Dax credits several product choices:

  • Fast path to value

    • The first experience had to feel great immediately.
    • OpenCode focused on removing friction from installation and first use.
  • Terminal experience mattered

    • The team built their own terminal rendering framework instead of using an off-the-shelf one.
    • This was an “irrational” quality decision, but it helped distinguish OpenCode from competitors.
  • Open source as a strategic wedge

    • Dax believes dev tools often become standardized through open source adoption from the bottom up.
    • He sees OpenCode as benefiting from being the neutral, open alternative in a competitive model ecosystem.
  • Quality as differentiation

    • He argues that quality is one of the last meaningful advantages small companies still have.
    • A product a year old can already start to “rot” if quality is neglected.

Dax’s View on AI, Teams, and Engineering

AI changes workflows, not fundamentals

  • AI may reduce coding effort, but it does not remove the need for:
    • thinking,
    • product judgment,
    • architecture,
    • and careful system design.
  • He said his time breakdown has barely changed:
    • before AI: 95% thinking, 5% doing
    • after AI: 96% thinking, 4% doing

Agents can hide bad judgment

  • A major concern is that AI makes it too easy to ship:
    • hacks,
    • brittle fixes,
    • and short-term patches.
  • The “muted prickle” idea: before AI, engineers felt the pain of writing hacky code. Now, agents absorb that pain for them, which can weaken judgment.

Engineering leadership is becoming more about guardrails

  • Dax thinks the role of engineers is shifting toward:
    • building safe patterns,
    • conventions,
    • tests,
    • and systems that let less experienced humans or AI agents ship without breaking things.
  • He sees this as less a new idea and more a return to old software engineering principles.

Product Philosophy

Dax emphasized a few durable principles:

  • Solve one thing well
    • A strong product usually has one core idea that users can reach quickly.
  • Feedback loops matter
    • Everyone on the team should feel the consequences of poor decisions.
  • Clean-up is worth it
    • Even if refactoring doesn’t directly increase revenue, it preserves long-term product health.
  • Taste still matters
    • He believes “taste” is real, but only if you genuinely care about quality.
    • If you say quality matters but don’t act like it does, it shows.

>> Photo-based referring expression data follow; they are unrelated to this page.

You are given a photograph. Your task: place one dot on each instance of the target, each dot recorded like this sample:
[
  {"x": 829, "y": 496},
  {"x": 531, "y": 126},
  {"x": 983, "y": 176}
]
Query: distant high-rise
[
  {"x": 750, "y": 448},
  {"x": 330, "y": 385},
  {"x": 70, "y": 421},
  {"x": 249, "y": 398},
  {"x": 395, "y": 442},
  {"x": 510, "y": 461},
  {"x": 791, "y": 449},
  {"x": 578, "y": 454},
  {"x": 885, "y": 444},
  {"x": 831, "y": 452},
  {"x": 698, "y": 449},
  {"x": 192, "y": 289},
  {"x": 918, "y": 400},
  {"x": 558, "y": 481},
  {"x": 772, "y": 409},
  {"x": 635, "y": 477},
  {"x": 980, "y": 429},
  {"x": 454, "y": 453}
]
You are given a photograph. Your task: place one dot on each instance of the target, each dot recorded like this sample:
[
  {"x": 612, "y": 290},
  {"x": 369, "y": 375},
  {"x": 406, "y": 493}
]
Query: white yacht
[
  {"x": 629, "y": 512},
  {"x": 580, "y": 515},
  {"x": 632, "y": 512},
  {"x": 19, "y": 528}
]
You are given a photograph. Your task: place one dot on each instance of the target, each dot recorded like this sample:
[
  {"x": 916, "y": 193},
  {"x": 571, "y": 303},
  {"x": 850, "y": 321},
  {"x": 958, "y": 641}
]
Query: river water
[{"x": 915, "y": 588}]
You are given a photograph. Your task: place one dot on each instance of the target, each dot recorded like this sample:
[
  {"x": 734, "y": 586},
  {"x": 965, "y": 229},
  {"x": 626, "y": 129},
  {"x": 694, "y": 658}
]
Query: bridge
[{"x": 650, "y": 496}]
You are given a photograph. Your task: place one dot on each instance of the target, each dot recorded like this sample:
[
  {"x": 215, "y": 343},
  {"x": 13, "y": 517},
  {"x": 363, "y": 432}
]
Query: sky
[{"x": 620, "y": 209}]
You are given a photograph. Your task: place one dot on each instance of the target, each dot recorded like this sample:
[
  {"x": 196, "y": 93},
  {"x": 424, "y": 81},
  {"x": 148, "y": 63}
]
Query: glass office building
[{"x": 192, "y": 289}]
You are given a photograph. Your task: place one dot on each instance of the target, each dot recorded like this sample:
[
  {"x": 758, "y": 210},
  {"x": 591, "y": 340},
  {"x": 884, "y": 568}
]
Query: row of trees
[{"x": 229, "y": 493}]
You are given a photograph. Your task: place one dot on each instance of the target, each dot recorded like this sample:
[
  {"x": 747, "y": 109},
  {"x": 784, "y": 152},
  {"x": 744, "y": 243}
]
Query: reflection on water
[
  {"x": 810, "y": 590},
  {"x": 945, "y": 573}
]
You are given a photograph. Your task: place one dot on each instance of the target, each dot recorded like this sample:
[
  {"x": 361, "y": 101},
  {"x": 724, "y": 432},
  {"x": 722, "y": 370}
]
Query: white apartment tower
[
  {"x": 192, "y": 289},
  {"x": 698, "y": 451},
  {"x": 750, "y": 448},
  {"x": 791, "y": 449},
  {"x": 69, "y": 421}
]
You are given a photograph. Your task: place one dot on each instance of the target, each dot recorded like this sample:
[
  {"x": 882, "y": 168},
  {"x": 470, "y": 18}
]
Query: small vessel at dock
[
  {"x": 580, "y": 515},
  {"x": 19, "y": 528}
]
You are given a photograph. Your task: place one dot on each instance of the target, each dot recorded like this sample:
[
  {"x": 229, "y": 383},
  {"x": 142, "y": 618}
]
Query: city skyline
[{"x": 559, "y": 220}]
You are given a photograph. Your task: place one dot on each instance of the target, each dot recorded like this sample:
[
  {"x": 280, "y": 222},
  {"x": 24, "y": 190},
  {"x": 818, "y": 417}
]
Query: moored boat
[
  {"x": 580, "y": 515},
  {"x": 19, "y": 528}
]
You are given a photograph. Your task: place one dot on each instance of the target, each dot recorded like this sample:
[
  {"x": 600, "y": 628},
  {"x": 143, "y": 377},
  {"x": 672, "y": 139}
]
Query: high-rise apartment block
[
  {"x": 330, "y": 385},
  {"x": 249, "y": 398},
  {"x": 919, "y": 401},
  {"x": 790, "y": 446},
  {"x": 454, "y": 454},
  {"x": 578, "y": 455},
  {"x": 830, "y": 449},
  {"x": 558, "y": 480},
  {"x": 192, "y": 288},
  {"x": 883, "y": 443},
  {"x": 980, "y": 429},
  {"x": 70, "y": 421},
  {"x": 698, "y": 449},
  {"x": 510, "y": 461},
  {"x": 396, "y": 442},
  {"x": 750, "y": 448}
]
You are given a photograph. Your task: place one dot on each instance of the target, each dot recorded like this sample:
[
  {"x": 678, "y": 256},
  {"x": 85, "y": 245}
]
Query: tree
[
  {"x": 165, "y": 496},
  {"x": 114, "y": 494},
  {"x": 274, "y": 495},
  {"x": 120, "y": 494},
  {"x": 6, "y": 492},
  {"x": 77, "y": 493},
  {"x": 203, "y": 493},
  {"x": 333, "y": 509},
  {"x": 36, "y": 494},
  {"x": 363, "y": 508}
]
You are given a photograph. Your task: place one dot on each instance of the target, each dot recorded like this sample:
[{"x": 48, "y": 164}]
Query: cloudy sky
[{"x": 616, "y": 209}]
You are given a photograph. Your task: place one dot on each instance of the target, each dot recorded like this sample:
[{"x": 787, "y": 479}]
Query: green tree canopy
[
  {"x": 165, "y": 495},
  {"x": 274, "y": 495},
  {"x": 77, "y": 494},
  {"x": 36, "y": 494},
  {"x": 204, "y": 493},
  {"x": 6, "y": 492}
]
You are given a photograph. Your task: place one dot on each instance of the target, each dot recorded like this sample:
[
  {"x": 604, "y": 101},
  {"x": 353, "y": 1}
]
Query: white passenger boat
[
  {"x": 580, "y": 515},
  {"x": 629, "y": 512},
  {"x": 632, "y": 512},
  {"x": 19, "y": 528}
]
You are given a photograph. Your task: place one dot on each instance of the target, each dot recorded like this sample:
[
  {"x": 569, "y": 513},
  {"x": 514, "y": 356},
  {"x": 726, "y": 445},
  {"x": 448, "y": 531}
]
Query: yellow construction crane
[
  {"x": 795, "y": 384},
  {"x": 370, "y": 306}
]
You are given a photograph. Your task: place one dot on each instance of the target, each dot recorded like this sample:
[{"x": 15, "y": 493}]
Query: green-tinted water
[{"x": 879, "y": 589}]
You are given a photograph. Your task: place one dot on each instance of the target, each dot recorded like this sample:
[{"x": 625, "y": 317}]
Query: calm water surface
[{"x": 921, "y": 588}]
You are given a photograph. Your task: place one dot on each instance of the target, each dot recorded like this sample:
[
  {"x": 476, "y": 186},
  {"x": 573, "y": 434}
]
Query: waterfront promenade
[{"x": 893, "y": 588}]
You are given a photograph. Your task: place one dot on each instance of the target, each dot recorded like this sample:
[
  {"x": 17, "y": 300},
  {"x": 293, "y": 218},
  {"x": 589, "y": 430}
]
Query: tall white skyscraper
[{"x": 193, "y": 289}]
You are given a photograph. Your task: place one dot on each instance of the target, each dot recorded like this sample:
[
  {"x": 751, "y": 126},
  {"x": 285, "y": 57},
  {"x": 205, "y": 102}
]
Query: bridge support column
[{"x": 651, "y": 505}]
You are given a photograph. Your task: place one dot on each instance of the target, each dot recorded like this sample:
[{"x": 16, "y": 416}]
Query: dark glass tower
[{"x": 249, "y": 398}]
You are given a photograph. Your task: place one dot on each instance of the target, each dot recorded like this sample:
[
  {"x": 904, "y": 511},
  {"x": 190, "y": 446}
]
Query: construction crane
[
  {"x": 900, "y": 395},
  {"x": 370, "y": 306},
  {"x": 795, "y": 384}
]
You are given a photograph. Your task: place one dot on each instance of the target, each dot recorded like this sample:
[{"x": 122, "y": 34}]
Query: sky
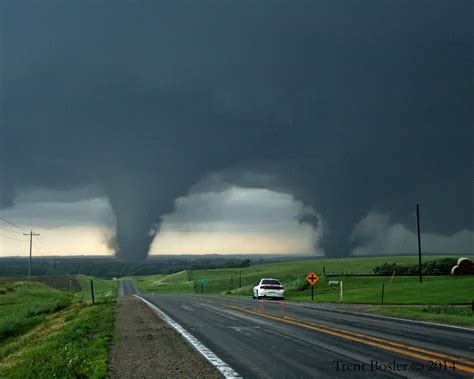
[{"x": 130, "y": 128}]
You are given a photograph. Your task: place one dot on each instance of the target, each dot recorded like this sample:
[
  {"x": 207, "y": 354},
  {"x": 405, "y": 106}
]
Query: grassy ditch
[
  {"x": 463, "y": 316},
  {"x": 47, "y": 333}
]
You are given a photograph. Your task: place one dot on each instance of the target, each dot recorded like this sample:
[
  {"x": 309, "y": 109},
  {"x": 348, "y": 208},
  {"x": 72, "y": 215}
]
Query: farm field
[
  {"x": 404, "y": 291},
  {"x": 356, "y": 289}
]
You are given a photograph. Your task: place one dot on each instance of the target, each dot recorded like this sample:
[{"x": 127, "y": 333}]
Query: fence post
[{"x": 92, "y": 291}]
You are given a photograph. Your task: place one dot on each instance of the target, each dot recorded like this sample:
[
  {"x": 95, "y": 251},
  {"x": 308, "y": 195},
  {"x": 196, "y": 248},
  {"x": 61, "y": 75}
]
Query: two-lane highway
[{"x": 277, "y": 339}]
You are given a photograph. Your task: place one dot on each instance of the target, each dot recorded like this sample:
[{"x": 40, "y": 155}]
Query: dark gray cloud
[{"x": 349, "y": 106}]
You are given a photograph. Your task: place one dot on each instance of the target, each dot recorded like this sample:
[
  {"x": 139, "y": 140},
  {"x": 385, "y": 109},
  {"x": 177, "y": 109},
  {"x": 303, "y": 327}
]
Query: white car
[{"x": 268, "y": 288}]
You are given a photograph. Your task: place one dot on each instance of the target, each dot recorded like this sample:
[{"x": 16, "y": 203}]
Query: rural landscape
[
  {"x": 257, "y": 189},
  {"x": 51, "y": 319}
]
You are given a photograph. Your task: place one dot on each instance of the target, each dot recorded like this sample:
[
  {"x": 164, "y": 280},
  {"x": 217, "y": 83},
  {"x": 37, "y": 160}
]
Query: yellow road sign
[{"x": 312, "y": 278}]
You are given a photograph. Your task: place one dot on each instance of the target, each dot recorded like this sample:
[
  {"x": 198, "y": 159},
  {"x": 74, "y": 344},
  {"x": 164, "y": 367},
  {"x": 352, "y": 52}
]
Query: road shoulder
[{"x": 146, "y": 346}]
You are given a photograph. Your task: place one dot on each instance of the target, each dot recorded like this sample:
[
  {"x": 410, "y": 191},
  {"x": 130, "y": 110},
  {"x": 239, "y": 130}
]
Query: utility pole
[
  {"x": 31, "y": 234},
  {"x": 54, "y": 272},
  {"x": 419, "y": 240}
]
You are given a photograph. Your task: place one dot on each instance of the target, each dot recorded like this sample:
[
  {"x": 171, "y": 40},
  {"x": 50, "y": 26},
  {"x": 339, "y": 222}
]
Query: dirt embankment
[{"x": 146, "y": 347}]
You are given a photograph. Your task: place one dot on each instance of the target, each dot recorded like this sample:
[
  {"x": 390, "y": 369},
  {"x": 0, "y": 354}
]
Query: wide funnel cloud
[{"x": 349, "y": 107}]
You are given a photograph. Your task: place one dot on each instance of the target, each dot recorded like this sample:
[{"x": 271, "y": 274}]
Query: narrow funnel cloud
[{"x": 346, "y": 107}]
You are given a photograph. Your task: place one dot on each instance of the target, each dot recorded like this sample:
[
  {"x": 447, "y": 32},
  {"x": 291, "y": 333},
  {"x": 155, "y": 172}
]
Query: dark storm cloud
[{"x": 351, "y": 106}]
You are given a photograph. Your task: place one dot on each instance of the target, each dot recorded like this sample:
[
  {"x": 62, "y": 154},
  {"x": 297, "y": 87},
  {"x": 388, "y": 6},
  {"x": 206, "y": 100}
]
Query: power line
[
  {"x": 12, "y": 238},
  {"x": 9, "y": 230},
  {"x": 31, "y": 234},
  {"x": 12, "y": 223}
]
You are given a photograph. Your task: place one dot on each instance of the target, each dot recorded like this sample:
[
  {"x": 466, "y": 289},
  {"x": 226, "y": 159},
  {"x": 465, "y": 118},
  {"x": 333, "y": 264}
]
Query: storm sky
[{"x": 165, "y": 112}]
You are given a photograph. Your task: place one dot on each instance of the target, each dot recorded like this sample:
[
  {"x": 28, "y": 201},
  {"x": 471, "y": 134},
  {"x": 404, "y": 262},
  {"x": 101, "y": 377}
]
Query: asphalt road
[{"x": 277, "y": 339}]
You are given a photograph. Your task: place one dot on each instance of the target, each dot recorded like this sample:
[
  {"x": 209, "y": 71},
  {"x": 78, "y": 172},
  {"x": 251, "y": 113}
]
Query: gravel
[{"x": 146, "y": 347}]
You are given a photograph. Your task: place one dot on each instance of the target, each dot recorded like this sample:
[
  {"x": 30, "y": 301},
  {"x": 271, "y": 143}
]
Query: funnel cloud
[{"x": 348, "y": 107}]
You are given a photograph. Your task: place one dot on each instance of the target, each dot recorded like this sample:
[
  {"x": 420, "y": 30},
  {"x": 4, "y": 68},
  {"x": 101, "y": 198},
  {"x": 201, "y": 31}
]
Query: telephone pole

Notable Opinions and Observations

  • On viral AI predictions

    • Dax is skeptical of social-media narratives like “24–29-year-old engineers will dominate because they have pre-AI principles and post-AI speed.”
    • He sees most of these predictions as people trying to reassure themselves during a time of rapid change.
  • On startup culture

    • He’s more skeptical now of very young teams because he believes emotional maturity matters a lot in intense, intimate startup environments.
  • On product quality vs. business logic

    • He pushes back on the idea that rational business decisions alone make great products.
    • Some of the best decisions are “irrational” quality investments that compound over time.

Dax’s Personal Background

  • Grew up programming, with a software engineer father.
  • Started building projects as a kid, including Minecraft servers and mods.
  • Worked on early startups, then moved into open source full-time.
  • Previously worked on:
    • Serverless Stack (SST)
    • OpenNext
  • His experience across dev tools and open source clearly informs OpenCode’s strategy.

Final Takeaway

Dax’s message is that AI is real, powerful, and useful — but it does not remove the hardest parts of software building. OpenCode’s success came not just from using AI well, but from strong positioning, quality-focused product design, and a willingness to say no to superficial speed. In his view, the best teams will still need judgment, restraint, and craftsmanship, even in an AI-native world.